I have a Tom Brown Tracker knife, and if any of you are familiar with it, the included kydex sheath is absolutely terrible.

Can someone recommend a crafter, preferably in the metro area, or North Georgia, who does custom-kydex work? 

I have had absolutely ZERO luck with finding anyone offering custom kydex in the area...


----------



## arcame (Jul 2, 2010)

contact Scott , razorblades on the forum.


----------



## Larry Harris (Jul 30, 2010)

If you are every in south Ga. , Valdosta give me a call and I will help You make your own Sheath out of Kydex.
I have the set up to make them.
      Larry Harris


----------



## scottypp (Jul 30, 2010)

here's another one on the forum that makes custome kydex..
http://forum.gon.com/member.php?u=267


----------



## OconeeDan (Jul 31, 2010)

I second Scott (Razorblades), he is the best that I know of.  Dan


----------



## Razor Blade (Aug 1, 2010)

Thanks guys , he sent me the knife a couple weeks ago . Scott


----------



## carver (Aug 1, 2010)

Razor Blade said:


> Thanks guys , he sent me the knife a couple weeks ago . Scott



Let us see the finished product if you can Scott.


----------



## Razor Blade (Aug 1, 2010)

carver said:


> Let us see the finished product if you can Scott.



I would be happy to show it off . May have it finished up by the end of the week . The handles are done , just making the sheath now . Scott


----------



## Rob62 (Aug 4, 2010)

Razor Blade - I am also looking forward to seeing your work.  Its great to see stuff made by guys who really know what they're doing.

I recently started making Kydex knife sheaths as another hobby I really don’t need to do (I have too many already).  One day I hope to be as good as the Pro’s.

Regards,
Rob

Here’s some of my work.

























































Here is a challange coin holder I made for a fellow forum member.

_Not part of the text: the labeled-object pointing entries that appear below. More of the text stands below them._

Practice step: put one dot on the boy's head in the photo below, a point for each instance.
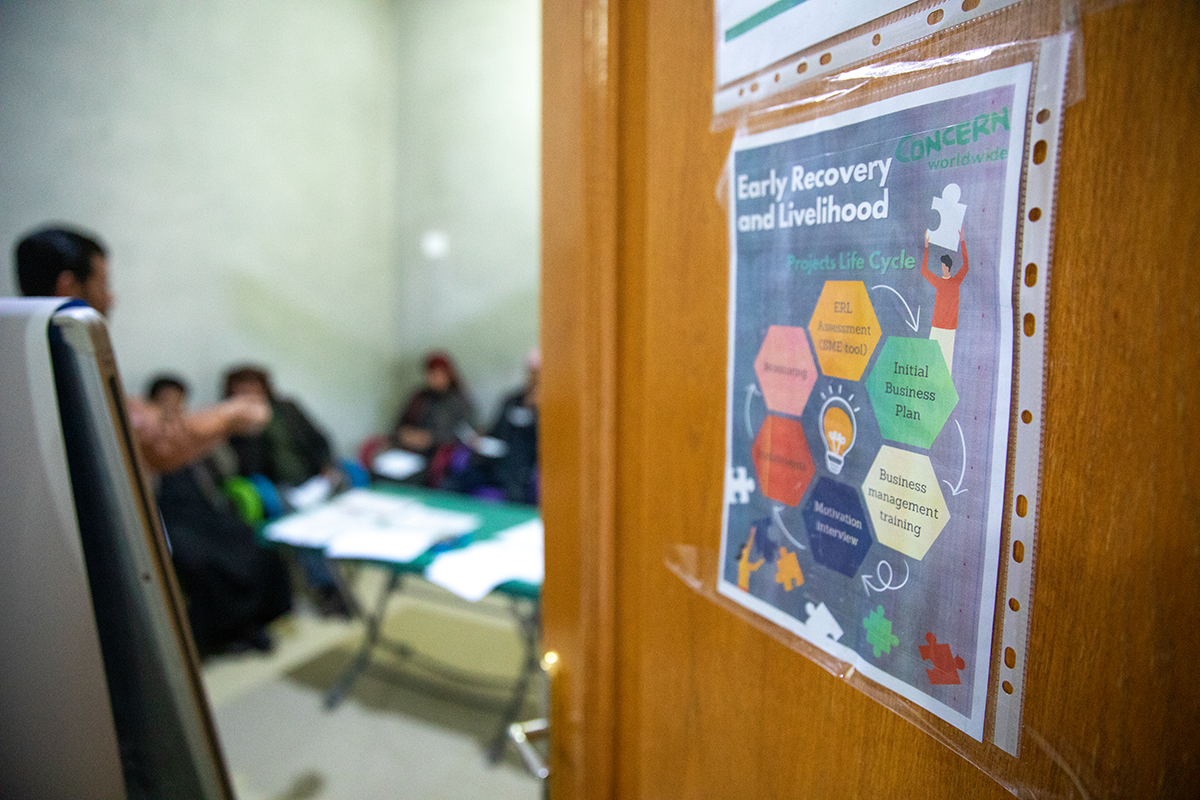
(64, 263)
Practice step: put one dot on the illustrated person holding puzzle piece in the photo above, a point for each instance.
(946, 301)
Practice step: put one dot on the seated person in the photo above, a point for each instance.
(232, 585)
(510, 465)
(436, 417)
(289, 451)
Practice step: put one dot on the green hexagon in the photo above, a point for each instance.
(911, 391)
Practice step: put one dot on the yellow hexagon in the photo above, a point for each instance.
(905, 501)
(844, 329)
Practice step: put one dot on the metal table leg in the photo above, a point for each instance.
(531, 635)
(339, 691)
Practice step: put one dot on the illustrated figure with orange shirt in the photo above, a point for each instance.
(745, 566)
(946, 301)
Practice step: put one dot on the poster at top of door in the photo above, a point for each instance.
(870, 373)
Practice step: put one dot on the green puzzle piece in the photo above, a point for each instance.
(879, 632)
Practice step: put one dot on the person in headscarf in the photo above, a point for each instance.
(437, 416)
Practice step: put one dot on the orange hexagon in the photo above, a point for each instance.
(783, 459)
(844, 329)
(785, 368)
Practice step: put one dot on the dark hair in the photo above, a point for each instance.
(163, 382)
(249, 372)
(442, 360)
(43, 256)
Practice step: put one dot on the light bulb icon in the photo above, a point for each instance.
(838, 429)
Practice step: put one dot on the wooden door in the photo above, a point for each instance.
(663, 693)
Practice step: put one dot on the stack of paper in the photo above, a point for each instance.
(514, 554)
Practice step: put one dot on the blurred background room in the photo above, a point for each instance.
(333, 188)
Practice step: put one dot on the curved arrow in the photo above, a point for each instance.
(885, 584)
(751, 390)
(913, 322)
(779, 521)
(958, 489)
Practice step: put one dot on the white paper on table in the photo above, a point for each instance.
(309, 528)
(397, 464)
(366, 521)
(472, 572)
(313, 491)
(382, 545)
(373, 503)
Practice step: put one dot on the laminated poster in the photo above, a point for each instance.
(869, 382)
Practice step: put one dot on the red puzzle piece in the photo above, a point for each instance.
(946, 665)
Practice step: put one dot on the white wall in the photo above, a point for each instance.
(263, 173)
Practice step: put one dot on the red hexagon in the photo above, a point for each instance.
(785, 368)
(783, 459)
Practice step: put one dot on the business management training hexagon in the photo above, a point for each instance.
(905, 500)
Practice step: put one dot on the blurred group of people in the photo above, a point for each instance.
(438, 425)
(219, 470)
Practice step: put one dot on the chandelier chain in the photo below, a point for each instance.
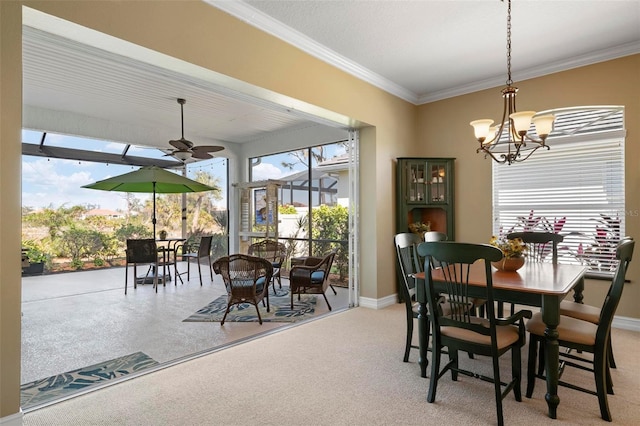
(512, 146)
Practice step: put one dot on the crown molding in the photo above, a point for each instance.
(551, 68)
(258, 19)
(264, 22)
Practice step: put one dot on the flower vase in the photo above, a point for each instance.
(510, 264)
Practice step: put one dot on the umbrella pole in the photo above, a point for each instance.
(153, 220)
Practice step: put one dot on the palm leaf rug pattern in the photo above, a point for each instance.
(62, 385)
(280, 311)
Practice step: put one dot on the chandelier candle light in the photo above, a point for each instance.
(515, 123)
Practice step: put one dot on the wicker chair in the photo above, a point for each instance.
(274, 252)
(246, 279)
(312, 277)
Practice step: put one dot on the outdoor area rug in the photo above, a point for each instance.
(62, 385)
(280, 309)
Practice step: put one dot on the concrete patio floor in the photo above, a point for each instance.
(76, 319)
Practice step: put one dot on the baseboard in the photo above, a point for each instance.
(12, 420)
(367, 302)
(626, 323)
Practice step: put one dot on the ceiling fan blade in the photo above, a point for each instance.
(201, 155)
(207, 148)
(181, 143)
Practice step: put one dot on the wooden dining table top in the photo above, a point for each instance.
(539, 278)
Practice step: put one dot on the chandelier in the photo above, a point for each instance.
(518, 144)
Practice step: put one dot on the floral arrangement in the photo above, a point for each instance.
(510, 248)
(419, 227)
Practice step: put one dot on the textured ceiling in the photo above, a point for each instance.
(417, 50)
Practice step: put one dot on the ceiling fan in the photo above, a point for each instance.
(185, 149)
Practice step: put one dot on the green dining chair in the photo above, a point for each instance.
(458, 330)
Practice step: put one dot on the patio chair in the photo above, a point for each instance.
(246, 279)
(203, 250)
(312, 277)
(275, 252)
(144, 251)
(458, 330)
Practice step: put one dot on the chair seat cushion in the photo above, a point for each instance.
(580, 311)
(260, 284)
(569, 329)
(506, 334)
(317, 277)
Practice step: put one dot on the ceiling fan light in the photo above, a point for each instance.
(182, 155)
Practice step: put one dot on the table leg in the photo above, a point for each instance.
(423, 338)
(577, 291)
(551, 318)
(423, 326)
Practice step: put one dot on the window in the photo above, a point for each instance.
(576, 188)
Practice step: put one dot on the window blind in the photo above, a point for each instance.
(575, 189)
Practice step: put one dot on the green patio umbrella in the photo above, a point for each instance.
(151, 180)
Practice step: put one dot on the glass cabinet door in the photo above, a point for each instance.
(438, 181)
(416, 183)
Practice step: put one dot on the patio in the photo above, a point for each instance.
(77, 319)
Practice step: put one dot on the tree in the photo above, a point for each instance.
(332, 223)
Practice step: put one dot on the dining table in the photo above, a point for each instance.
(168, 248)
(543, 285)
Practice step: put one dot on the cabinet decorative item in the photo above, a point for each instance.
(425, 196)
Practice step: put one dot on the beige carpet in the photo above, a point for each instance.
(344, 369)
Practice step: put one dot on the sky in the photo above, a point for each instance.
(48, 182)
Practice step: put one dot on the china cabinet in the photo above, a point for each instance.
(425, 194)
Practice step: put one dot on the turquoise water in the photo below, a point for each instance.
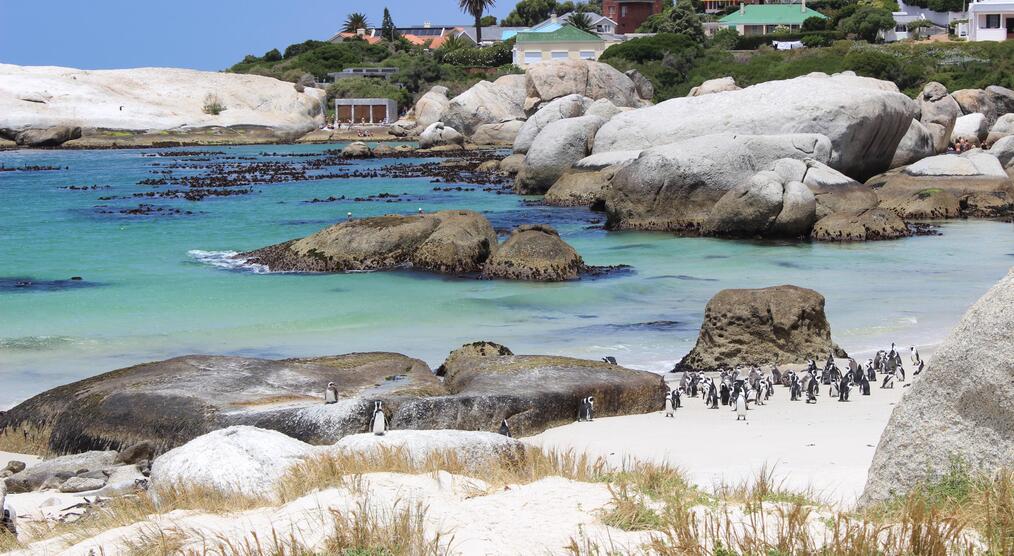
(146, 295)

A Cold Steel Finn Wolf Knife pretty in a pink sheath that I made for my daughter.  She absolutely had to have the hot pink color.


----------



## Razor Blade (Aug 4, 2010)

very nice work , kydex is good for holding a lot of things . Scott


----------



## Razor Blade (Aug 13, 2010)

Here ya go , thanks for looking , Scott


----------



## sharpeblades (Aug 13, 2010)

*Knife sheath*

Looking good Scott.I like the little additions on the sheath


----------